The Louisville  Conference on Literature and Culture since 1900 University of Louisville
P
ercival Everett




There might not be a more fertile mind in American fiction today than Percival Everett. For more than two decades, he has published almost a book a year, including a farcical Western, a savage satire of the publishing industry, a children’s story spoofing counting books, retellings of the Greek myths of Medea and Dionysus, and a philosophical tract narrated by a four year-old. The Washington Post has called him “one of the most adventurously experimental of modern American novelists,” and has declared his most recent novel, THE WATER CURE, "his finest book to date." According to The Boston Globe, “He's literature’s NASCAR champion, going flat out, narrowly avoiding one seemingly inevitable crash only to steer straight for the next.”

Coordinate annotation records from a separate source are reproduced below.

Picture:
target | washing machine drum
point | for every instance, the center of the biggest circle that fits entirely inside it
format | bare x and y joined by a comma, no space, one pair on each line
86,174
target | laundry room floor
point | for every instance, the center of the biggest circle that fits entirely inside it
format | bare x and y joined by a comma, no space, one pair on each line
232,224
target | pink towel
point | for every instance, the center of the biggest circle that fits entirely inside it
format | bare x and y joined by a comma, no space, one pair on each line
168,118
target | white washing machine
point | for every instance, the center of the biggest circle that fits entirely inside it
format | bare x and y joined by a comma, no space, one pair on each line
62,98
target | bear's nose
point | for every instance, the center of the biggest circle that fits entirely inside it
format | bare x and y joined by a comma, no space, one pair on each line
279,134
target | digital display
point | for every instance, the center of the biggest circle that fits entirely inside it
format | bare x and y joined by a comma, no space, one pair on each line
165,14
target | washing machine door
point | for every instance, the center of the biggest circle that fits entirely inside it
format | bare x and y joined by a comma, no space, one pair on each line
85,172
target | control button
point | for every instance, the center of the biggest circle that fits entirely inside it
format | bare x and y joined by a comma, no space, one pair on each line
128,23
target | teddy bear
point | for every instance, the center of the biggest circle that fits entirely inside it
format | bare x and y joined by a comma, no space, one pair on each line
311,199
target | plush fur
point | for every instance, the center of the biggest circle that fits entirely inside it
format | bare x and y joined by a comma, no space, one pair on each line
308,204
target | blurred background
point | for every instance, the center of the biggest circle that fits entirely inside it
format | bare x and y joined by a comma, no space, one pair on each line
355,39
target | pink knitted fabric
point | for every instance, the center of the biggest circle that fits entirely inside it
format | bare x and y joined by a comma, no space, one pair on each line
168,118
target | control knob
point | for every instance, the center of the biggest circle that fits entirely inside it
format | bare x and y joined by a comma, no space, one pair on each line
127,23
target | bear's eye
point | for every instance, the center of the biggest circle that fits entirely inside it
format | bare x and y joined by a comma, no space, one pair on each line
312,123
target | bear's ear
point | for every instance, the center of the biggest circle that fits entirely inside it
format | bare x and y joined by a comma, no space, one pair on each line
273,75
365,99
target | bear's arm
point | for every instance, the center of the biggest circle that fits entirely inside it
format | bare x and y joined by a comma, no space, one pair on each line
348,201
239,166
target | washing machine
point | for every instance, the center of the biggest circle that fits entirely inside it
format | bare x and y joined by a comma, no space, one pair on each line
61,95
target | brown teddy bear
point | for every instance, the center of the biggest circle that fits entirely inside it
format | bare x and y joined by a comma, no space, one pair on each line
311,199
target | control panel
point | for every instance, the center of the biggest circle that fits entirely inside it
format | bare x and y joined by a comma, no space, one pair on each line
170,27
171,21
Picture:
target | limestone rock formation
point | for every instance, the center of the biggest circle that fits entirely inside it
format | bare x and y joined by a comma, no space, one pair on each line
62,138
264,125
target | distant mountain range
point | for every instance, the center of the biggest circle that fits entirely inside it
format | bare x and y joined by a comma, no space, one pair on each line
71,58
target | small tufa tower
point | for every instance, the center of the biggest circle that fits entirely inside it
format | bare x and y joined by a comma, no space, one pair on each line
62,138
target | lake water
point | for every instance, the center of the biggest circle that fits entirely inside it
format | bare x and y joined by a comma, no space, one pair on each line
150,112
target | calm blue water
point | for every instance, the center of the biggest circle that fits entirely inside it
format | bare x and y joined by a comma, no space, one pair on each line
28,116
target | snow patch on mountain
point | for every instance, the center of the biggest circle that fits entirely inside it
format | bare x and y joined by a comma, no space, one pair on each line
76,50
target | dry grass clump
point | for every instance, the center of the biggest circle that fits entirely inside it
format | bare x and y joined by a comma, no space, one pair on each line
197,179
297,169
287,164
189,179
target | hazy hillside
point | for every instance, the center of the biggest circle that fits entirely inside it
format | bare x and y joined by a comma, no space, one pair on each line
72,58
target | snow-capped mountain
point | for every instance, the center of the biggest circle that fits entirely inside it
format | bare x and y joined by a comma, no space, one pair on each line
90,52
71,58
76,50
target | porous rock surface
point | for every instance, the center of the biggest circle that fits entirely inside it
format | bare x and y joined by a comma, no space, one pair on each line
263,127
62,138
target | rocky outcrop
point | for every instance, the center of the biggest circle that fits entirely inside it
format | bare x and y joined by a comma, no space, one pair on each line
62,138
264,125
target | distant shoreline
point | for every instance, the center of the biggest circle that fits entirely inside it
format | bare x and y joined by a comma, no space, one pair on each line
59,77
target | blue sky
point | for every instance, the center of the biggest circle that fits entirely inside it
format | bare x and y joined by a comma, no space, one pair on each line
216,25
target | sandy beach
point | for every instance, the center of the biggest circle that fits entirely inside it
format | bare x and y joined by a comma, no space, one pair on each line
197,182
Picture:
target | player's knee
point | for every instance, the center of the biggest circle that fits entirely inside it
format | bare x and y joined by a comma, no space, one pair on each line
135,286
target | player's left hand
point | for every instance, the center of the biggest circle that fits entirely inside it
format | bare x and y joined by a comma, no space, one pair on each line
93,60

Everett’s writing has earned him the PEN USA 2006 Literary Award (for his 2005 novel, Wounded), the Academy Award for Literature of the American Academy of Arts and Letters and the Hurston/Wright Legacy Award (for his 2001 novel, Erasure), the PEN/Oakland-Josephine Miles Award for Excellence in Literature (for his 1996 story collection, Big Picture) and the New American Writing Award (for his 1990 novel, Zulus). He has served as a judge for, among others, the 1997 National Book Award for fiction and the PEN/Faulkner Award for Fiction in 1991. He is Distinguished Professor of English at the University of Southern California, where he teaches creative writing, American Studies, and critical theory.